DSPRelated.com
Forums

Vector Quantization for Speech Compression

Started by Carlos Moreno January 9, 2005
Hi,

As my research project, I'm going to study a variation of VQ
when applied to speech signals.

As a starting point, I'm trying to implement what I understand
as the "standard" vector quantization, so that I can later
implement the extensions I want to study, and compare the
results.

However, I'm having a hard time getting results of a minimally
acceptable quality  (I could post audio samples if you don't
believe me that the quality of the transcoded signal is truly
horrible).  So, I'd like to request some help -- in terms of
pointers, info on parameters typically used for this sort of
application, etc., feedback on what I may be doing wrong, etc.

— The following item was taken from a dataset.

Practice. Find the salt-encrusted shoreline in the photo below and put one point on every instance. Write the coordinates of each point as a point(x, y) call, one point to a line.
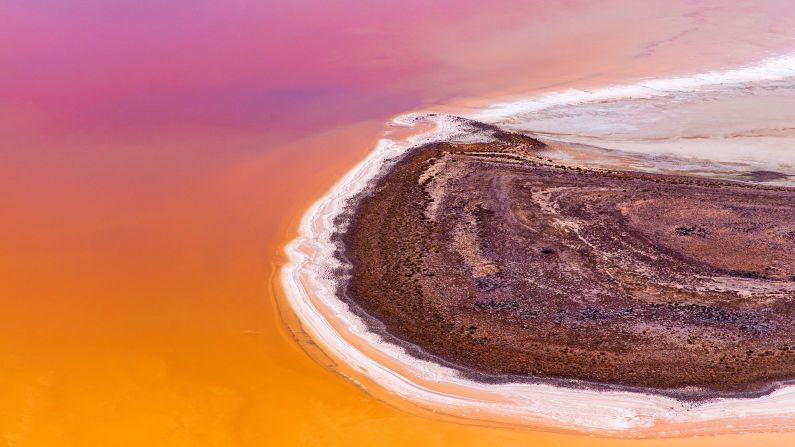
point(311, 290)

Here's a rough description of what I'm doing:

I'm starting with a high-quality audio signal (44.1kHz, 16bit).
I set up overlapping frames of 1024 samples (approx 23msec),
with 50% overlap (i.e., one frame of 1024 samples every 512).

For each frame, I intend to obtain one index to represent it.

To obtain the index, I do the following:

- Take the 1024 samples, and weight them with a Hamming window.

- Take the FFT, discard the second half, and take magnitude of
   the complex values  (IOW, take the "amplitude spectrum" of
   the windowed frame)

- Now, take this 256-dimensional vector, and determine which
   point is closest to (regular Euclidean distance in the 256-
   dimensional space).

- The result of the process is the index corresponding to that
   closest point determined in the previous step.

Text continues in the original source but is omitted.